About the Panel Discussion
Employee engagement is moving in the wrong direction, and the cost of getting this wrong is too high for HR leaders to treat recognition as a soft, secondary priority. In the latest Gallup State of the Global Workplace report, employee engagement around the world sank to 20%. In Europe, engagement is even lower at just 12%, making it the weakest region globally. Against that backdrop, recognition and rewards are rising in importance because they go to the heart of whether people feel seen, valued, connected, and motivated to give their best at work.
The opportunity is much bigger than appreciation alone. Recognition can help shape the behaviours your organisation wants more of, strengthen manager and employee connection, and create a stronger sense of meaning in the day-to-day employee experience. It can also give leaders better visibility into how work is happening across the organisation by revealing where contribution, collaboration, effort, and values are showing up in real time. That matters even more now because recognition is directly tied to engagement, and recognition for doing good work remains one of the core signals associated with whether employees feel connected to their work at all. Organisations that invest well here can improve retention, lift productivity, strengthen culture, and create a more rewarding employee experience. Those that do not risk deeper disengagement, lower performance, and a workforce that gives time but not energy.

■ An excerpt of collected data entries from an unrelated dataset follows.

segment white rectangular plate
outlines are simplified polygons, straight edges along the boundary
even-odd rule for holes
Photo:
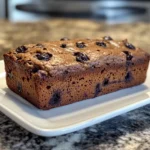
[[[144,84],[52,110],[39,110],[11,92],[0,61],[0,111],[32,133],[57,136],[150,103],[150,67]]]

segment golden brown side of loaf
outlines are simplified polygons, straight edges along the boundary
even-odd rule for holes
[[[106,36],[63,38],[4,54],[8,87],[40,109],[94,98],[146,79],[149,54]]]

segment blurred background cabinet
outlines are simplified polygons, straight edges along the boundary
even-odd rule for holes
[[[8,1],[7,0],[0,0],[0,18],[7,18],[8,17]]]
[[[10,21],[86,18],[107,23],[150,22],[150,0],[0,0]]]

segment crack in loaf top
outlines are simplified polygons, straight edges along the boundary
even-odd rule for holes
[[[60,41],[23,45],[6,55],[33,73],[44,70],[51,75],[79,72],[102,65],[122,66],[127,60],[136,62],[137,58],[149,58],[147,53],[127,40],[114,41],[109,36],[99,39],[62,38]]]

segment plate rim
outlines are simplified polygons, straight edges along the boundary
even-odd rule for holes
[[[4,61],[0,60],[0,63],[4,63]],[[4,78],[4,80],[5,80],[5,78]],[[138,93],[138,94],[140,94],[140,93]],[[4,113],[6,116],[8,116],[10,119],[15,121],[17,124],[19,124],[20,126],[25,128],[26,130],[28,130],[34,134],[40,135],[40,136],[50,137],[50,136],[59,136],[59,135],[67,134],[67,133],[74,132],[74,131],[77,131],[80,129],[84,129],[86,127],[90,127],[94,124],[103,122],[103,121],[108,120],[110,118],[114,118],[116,116],[119,116],[121,114],[129,112],[131,110],[134,110],[134,109],[137,109],[137,108],[142,107],[144,105],[147,105],[150,103],[149,100],[150,100],[150,97],[147,99],[144,99],[140,102],[130,104],[124,108],[121,107],[120,109],[117,109],[115,111],[108,112],[108,113],[105,113],[103,115],[96,116],[93,118],[89,118],[87,120],[83,120],[82,122],[77,122],[75,124],[71,124],[71,125],[68,125],[65,127],[58,127],[58,128],[53,128],[53,129],[50,129],[50,128],[45,129],[45,128],[35,126],[34,124],[30,123],[29,121],[26,121],[23,117],[21,118],[20,115],[11,111],[10,108],[2,106],[1,104],[0,104],[0,111],[2,113]]]

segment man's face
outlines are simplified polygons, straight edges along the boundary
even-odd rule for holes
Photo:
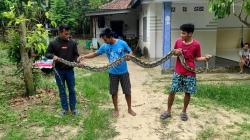
[[[247,50],[249,48],[249,45],[248,44],[245,44],[243,49]]]
[[[68,40],[70,37],[70,31],[63,29],[62,32],[59,32],[59,36],[64,40]]]
[[[107,44],[112,44],[113,43],[112,42],[112,37],[109,38],[109,37],[103,36],[102,39]]]
[[[185,31],[181,31],[181,38],[182,38],[182,40],[187,40],[190,37],[192,37],[192,33],[187,33]]]

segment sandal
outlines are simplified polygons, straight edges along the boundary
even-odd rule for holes
[[[187,120],[188,120],[188,115],[187,115],[187,113],[182,112],[182,113],[180,114],[180,117],[181,117],[181,120],[182,120],[182,121],[187,121]]]
[[[171,117],[171,113],[169,113],[169,112],[163,112],[162,114],[161,114],[161,119],[162,120],[165,120],[165,119],[167,119],[167,118],[170,118]]]

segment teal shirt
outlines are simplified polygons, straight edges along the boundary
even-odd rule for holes
[[[109,63],[114,62],[116,59],[124,57],[126,53],[130,53],[131,49],[128,44],[120,39],[117,39],[115,44],[106,44],[104,43],[98,50],[97,54],[102,55],[106,54],[109,59]],[[128,65],[126,61],[121,62],[121,64],[110,68],[109,73],[115,75],[121,75],[128,72]]]

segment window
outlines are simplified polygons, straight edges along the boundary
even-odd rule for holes
[[[183,12],[187,12],[187,7],[182,7]]]
[[[171,12],[175,12],[175,7],[172,7],[172,8],[171,8]]]
[[[199,11],[199,7],[194,7],[194,11]]]
[[[204,11],[204,7],[203,6],[196,6],[196,7],[194,7],[194,11]]]
[[[199,11],[204,11],[204,7],[203,6],[199,7]]]
[[[147,17],[143,17],[143,41],[147,41]]]

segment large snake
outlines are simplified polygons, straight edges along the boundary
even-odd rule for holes
[[[161,59],[156,60],[156,61],[152,61],[152,62],[145,62],[141,59],[138,59],[135,56],[130,56],[130,60],[143,68],[153,68],[153,67],[157,67],[157,66],[163,64],[165,61],[169,60],[173,55],[174,55],[174,51],[170,51],[167,55],[165,55]],[[70,62],[70,61],[67,61],[67,60],[62,59],[62,58],[59,58],[58,61],[65,64],[65,65],[71,66],[71,67],[78,67],[78,68],[83,68],[83,69],[87,69],[90,71],[100,72],[100,71],[105,71],[107,69],[110,69],[112,67],[119,65],[122,61],[125,61],[125,58],[126,58],[126,56],[118,58],[114,62],[112,62],[110,64],[103,65],[103,66],[90,66],[90,65],[86,65],[84,63]],[[187,69],[188,71],[191,71],[191,72],[196,72],[195,68],[192,68],[186,64],[186,61],[185,61],[183,54],[180,54],[178,56],[178,58],[182,64],[182,66],[185,69]]]

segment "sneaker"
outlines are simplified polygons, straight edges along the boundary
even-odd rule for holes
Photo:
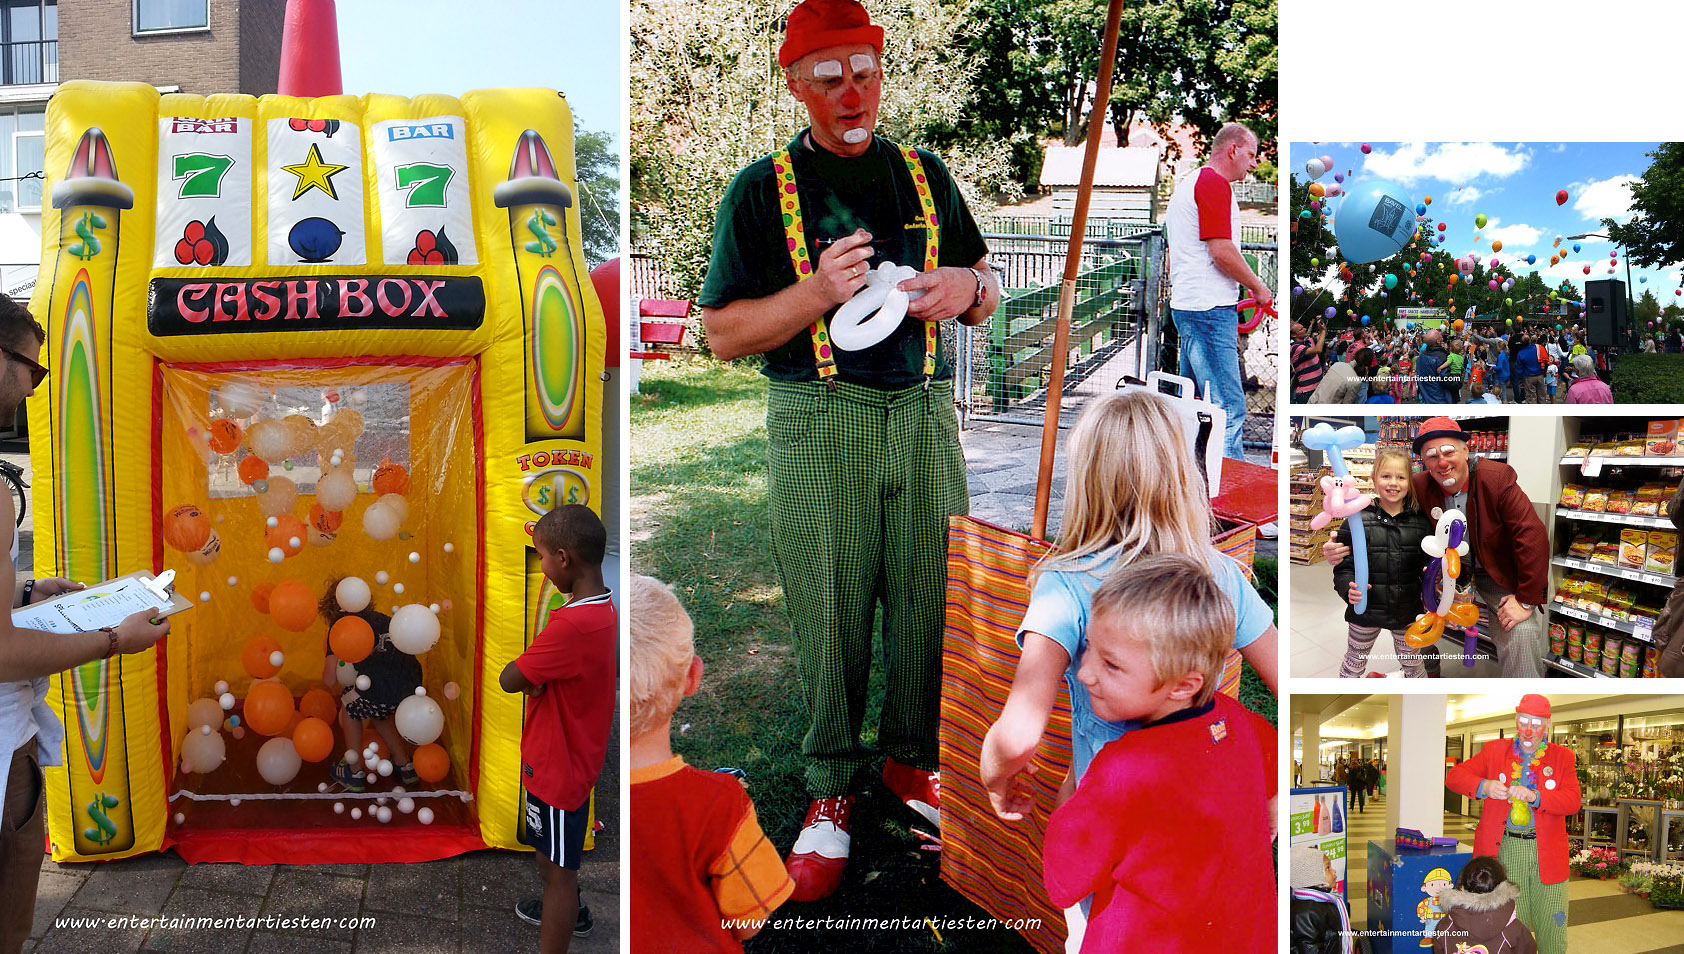
[[[573,936],[590,937],[591,929],[596,927],[596,919],[591,917],[591,909],[579,905],[579,916],[573,919]]]
[[[1281,525],[1278,523],[1265,523],[1257,528],[1257,535],[1265,540],[1274,540],[1281,535]]]
[[[398,778],[403,780],[406,787],[414,788],[421,784],[421,776],[415,774],[415,763],[409,762],[398,766]]]
[[[883,784],[906,807],[924,816],[930,824],[941,827],[941,773],[926,772],[905,762],[889,759],[883,763]]]
[[[541,898],[527,898],[515,902],[515,917],[527,924],[542,925],[544,923],[544,902]],[[591,909],[579,905],[579,916],[573,919],[573,936],[590,937],[596,927],[596,919],[591,917]]]
[[[330,774],[335,782],[345,786],[349,791],[360,792],[368,787],[368,783],[363,781],[363,773],[351,768],[344,761],[336,762]]]
[[[814,799],[807,808],[807,819],[786,865],[795,882],[793,900],[817,901],[842,884],[842,869],[848,866],[848,846],[853,841],[849,818],[853,812],[852,795]]]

Join a live interactive panel discussion where you will learn how leading organisations are using recognition and rewards to tackle disengagement, how they are reinforcing the behaviours and cultural signals they want more of, how recognition can create better visibility into workforce contribution, and how to make recognition a more measurable driver of retention, productivity, and business performance.
Discussion Topics
• Recognition that drives engagement: How to use recognition more deliberately to strengthen connection, motivation, and discretionary effort.
• Rewards that shape behaviour: How to reinforce the actions and values your organisation wants to scale.
• Better visibility into performance: How recognition data can reveal patterns in contribution, collaboration, and culture.
• Stronger business outcomes: How to connect recognition and rewards more clearly to retention, productivity, and performance.